This is the third in a series of posts about Probate Records. In Part 1 I gave an quick overview of Probate Records and what information they can give us. In Part 2 we looked at Newfoundland and Prince Edward Island. Now we\’re going to look at Nova Scotia and New Brunswick.
From what I could find, there was or is no law in Nova Scotia requiring the Probate Process. However, if your ancestor had any kind of assets, they could not be distributed or settled legally without going through the courts. The process is done was done through the provincial Supreme Court\’s Probate Court. A complete overhaul of the Probate Process was done and came into effect on 1 October 2001. You can find the differences in the General Information section on the Supreme Court\’s web site. According to the rules on public access, Probate files have no restrictions on access once settled, unless ordered by a judge.
Here\’s where you can access wills and probate records:
1. Nova Scotia Archives has wills and probate records microfilmed and available to view onsite only. Thee records go from the 1700\’s to the mid twentieth century. From some quick searchs of their holdings, these can be found not only in Court Record sets, but in Family fonds as well. I also saw at least one record collection that belonged to a lawyer, and involved his case files. Talking to Archives staff looks to be the best course of action when you visit. A brief description of what they carry is here.
2. Originals of all proceedings are kept by the Registrar\’s office of the Probate Court. The Nova Scotia Courts website has an online database of their decisions from 2002 on wards here. This only gives you the final decision of the court, but from there you can get the information you need to find the actual files. There are several Probate Court locations around the province. To locate which courthouse would possibly hold your ancestor\’s records, use the interactive map here.
3. Family Search has a browse only collection on their website called Nova Scotia Probate Records 1760-1993. They are divided by County, then by year range. It will take some time but it will be worth it.
4. Check out local genealogical and historical societies from your ancestor\’s area. Many of them have transcribed records. Some are available freely, while some may require a membership. Fees for membership can be well worth your while if you have many ancestors in a particular area.
Probate was not mandatory in New Brunswick. Like Nova Scotia, there is a special Probate Division of the Supreme Court, and records are held there. You can access contact information of the Probate Courts in the province here.
Other resources for records are the following:
1. The New Brunswick Courts web site has a searchable index. You will need to input a last name, then click on advanced options to narrow it down to probate and the area your ancestor\’s file will be in. This is a work in progress. All cases from 2010 to now are indexed. They are continually adding earlier years. Clicking on the results will give you a brief description of the particulars, and where to access the complete file.
2. The Provincial Archives of New Brunswick has wills and probate files in their holdings. These are not online. You will need to access the County Guides to see your area of interest\’s holdings. Some records have been microfilmed, and the PANB participates in inter library loan. Remember that county boundaries were quite fluid for a lot of years.
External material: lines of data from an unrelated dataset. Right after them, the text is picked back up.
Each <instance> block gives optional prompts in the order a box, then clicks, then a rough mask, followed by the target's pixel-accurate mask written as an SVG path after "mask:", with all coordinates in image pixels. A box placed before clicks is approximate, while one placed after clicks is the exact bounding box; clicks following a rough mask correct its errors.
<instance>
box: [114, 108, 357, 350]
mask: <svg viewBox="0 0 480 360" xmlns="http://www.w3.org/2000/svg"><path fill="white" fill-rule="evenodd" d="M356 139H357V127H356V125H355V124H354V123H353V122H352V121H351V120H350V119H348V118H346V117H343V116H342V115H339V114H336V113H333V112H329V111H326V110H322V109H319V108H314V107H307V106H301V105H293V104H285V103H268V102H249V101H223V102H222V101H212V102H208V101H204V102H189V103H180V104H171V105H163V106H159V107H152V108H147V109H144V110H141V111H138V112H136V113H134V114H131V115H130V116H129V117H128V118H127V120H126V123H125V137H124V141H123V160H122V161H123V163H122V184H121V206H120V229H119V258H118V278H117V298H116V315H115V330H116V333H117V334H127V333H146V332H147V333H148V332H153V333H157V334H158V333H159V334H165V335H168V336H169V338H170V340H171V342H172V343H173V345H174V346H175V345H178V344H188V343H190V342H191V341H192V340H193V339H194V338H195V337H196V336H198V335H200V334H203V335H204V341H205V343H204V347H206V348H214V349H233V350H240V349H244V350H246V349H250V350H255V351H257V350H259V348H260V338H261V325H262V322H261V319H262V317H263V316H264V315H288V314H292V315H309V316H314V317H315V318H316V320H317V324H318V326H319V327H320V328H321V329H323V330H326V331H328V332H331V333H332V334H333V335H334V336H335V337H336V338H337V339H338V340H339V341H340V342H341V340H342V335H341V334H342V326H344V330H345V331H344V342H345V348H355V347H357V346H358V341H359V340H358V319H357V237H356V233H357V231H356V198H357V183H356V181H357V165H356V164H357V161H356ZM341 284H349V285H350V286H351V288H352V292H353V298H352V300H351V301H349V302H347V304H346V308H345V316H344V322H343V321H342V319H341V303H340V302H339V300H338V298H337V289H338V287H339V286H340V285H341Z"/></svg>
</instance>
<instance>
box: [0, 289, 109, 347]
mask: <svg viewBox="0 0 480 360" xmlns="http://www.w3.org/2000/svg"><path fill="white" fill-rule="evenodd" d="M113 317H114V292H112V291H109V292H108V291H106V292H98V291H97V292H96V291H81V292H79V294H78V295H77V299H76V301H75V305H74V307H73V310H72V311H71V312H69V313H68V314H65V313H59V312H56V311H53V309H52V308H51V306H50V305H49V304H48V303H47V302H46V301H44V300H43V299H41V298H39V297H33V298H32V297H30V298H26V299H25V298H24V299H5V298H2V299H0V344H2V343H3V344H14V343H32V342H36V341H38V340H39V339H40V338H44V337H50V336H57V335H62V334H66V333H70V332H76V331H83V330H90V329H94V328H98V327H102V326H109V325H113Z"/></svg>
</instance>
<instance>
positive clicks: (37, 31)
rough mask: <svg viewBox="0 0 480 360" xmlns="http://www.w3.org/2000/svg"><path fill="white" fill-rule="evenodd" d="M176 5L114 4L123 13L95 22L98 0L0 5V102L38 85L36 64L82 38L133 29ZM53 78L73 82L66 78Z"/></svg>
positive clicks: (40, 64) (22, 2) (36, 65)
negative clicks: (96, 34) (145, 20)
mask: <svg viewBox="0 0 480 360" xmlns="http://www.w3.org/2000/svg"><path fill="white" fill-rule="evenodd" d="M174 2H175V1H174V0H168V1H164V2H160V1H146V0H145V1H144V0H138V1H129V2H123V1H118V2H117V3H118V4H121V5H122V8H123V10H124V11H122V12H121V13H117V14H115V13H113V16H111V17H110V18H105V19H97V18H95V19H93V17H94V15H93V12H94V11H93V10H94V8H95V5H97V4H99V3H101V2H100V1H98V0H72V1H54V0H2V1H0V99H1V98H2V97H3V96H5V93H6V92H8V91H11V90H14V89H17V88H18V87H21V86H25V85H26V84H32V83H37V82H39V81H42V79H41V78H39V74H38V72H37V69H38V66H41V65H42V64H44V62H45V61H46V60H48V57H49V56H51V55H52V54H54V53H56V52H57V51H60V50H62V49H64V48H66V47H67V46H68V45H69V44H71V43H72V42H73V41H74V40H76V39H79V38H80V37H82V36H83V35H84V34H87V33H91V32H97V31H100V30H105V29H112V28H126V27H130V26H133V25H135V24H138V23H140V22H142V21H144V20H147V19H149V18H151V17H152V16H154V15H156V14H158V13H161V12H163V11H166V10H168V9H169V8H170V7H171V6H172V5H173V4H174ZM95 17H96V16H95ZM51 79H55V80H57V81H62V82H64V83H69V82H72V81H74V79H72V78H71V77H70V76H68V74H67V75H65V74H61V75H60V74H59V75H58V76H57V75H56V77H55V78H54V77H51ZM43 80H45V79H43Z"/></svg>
You may have to look at a different County to get the information you need.
3. The PANB also has an online database of brief abstracts for over 2,000 files here. It is indexed several different ways. It is nowhere near as good as having a look at the complete record, but can give you a good starting point on further research.
4. If your ancestor was a New Brunswick Loyalist, check out the UNB\’s Loyalist Collection. The microfilms can be accessed through inter library loan, and they also do some research for others.
5. As with Nova Scotia, there are many local genealogical and historical societies in the province. Do a Google search to see which ones pertain to your area of interest. You never know if one of their volunteers has put together a collection.